GAR395
Language: French
Repository: Petőfi Museum of Literature
Document type: Typed letter
Publisher: Tüskés Anna (24-07-2017)
Folio number: 1
Cher Monsieur Nadeau,
revenant d’Italie, je retrouve ici Les Lettres Nouvelles avec mon conte (Deux femmes), et je dois vous avouer en toute sincerité – en vous priant de ne pas m’en vouloir – que je suis désolé. Je sais bien que je parle et écris un français très mauvais, tout de même je crois connaître suffisamment la langue pour avoir une opinion plus ou moins juste sur le style d’une oeuvre. Eh bien, ce qui se dit d’être la traduction de ma nouvelle, c’est sa caricature, ce n’est pas mon texte que je retrouve, mais sa transposition en lecture pour jeunes filles, un compte rendu plat de ce que j’ai écrit. Comment est-ce possible qu’un traducteur qu’on dit être un bon poète, fasse un tel travail ? Il manie mon texte avec une désinvolture comme si c’était sa propriété à lui, il raccourcit, il raie des phrases entières, il en ajoute de son propre cru, il omet presque toutes les tournures un peu difficiles qui demanderaient un travail de l’imagination, en somme il réussit de faire de ma nouvelle que je crois être la meilleure de toute mon oeuvre, une platitude illisible. Et pourquoi avoir omis les caractéristiques du dialogue ? les fautes de langagae de la vieille femme allemande qui auraient pu être recréées d’une manière tout à fait discrètes ? le rudesse un peu scabreuse du langage de la jeune femme qu’il se croit tenu d’adoucir comme s’il s’agissait d’un livre pour la jeunesse.

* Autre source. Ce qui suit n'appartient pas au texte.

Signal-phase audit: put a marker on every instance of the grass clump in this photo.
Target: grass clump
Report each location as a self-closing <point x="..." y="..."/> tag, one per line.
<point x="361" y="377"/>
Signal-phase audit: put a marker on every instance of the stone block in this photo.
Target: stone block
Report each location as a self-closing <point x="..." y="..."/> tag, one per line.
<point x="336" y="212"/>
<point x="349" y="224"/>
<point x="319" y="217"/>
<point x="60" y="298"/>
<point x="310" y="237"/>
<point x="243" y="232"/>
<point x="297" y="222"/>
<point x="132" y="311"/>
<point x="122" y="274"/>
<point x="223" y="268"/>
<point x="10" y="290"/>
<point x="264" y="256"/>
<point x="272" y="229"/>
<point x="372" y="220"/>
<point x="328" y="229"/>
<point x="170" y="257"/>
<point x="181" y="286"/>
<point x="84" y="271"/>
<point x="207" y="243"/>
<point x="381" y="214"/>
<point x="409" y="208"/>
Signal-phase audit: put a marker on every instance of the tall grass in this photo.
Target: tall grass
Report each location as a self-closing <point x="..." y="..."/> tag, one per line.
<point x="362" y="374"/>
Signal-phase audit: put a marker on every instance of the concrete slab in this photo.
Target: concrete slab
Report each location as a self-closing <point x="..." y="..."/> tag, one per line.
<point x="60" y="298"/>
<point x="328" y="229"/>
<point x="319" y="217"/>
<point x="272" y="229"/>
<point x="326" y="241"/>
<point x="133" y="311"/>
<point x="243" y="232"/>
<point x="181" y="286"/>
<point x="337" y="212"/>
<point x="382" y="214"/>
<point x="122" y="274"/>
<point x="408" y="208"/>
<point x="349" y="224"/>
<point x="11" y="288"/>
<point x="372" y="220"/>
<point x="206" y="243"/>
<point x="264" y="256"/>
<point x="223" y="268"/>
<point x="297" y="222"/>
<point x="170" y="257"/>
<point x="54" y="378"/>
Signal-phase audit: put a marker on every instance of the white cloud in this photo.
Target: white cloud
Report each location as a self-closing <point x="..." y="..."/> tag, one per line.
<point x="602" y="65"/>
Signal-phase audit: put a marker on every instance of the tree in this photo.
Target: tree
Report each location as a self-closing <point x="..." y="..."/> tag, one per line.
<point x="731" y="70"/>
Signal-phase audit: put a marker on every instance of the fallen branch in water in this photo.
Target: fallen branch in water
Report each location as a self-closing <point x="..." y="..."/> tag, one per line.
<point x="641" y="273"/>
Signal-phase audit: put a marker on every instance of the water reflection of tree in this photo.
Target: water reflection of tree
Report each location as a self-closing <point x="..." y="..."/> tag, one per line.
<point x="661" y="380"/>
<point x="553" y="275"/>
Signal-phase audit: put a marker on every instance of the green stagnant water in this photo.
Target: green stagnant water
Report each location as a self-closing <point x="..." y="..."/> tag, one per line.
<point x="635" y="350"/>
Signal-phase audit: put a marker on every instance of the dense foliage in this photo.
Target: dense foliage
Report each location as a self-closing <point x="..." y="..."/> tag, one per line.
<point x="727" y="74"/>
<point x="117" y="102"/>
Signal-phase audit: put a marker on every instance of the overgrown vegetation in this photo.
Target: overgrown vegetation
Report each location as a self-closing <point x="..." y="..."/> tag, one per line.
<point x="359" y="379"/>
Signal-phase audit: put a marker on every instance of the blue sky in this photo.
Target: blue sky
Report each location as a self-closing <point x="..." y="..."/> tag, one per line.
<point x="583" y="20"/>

Les couleurs du dialogue jouent un rôle des plus importants dans le dessin des caractères qui sans eux perdent non seulement leur saveur, mais le sens même de leur existence.
Pourqoui vous dire tout cela, vous n’y pouvez rien, ne sachant pas le hongrois. Mais je dois me défendre contre de telles atrocités et empécher – si possible – qu’elle se repètent. Comme la nouvelle doit paraître dans le recueil de contes dans l’édition du Seuil, je suis forcé de communiquer à l’éditeur mon opinion sur cette traduction et ceci je ne veux pas le faire à votre insu. Et puis à qui me plaindre sinon à celui qui était – à ce que je sache – le premier à me publier en France et qui doit être bien désenchanté en lisant signé par moi une pareille nullitude.
Je m’excuse encore une fois, cher Nadeau, de vous avoir dit tout ce que je pense sur cette affaire pénible et très douloureuse pour moi. Bien le vôtre
P.S. Et je n’ai même pas mentionné qu’il y a un tas de malentendus dans la traduction, effet d’un travail superficiel et insoucient.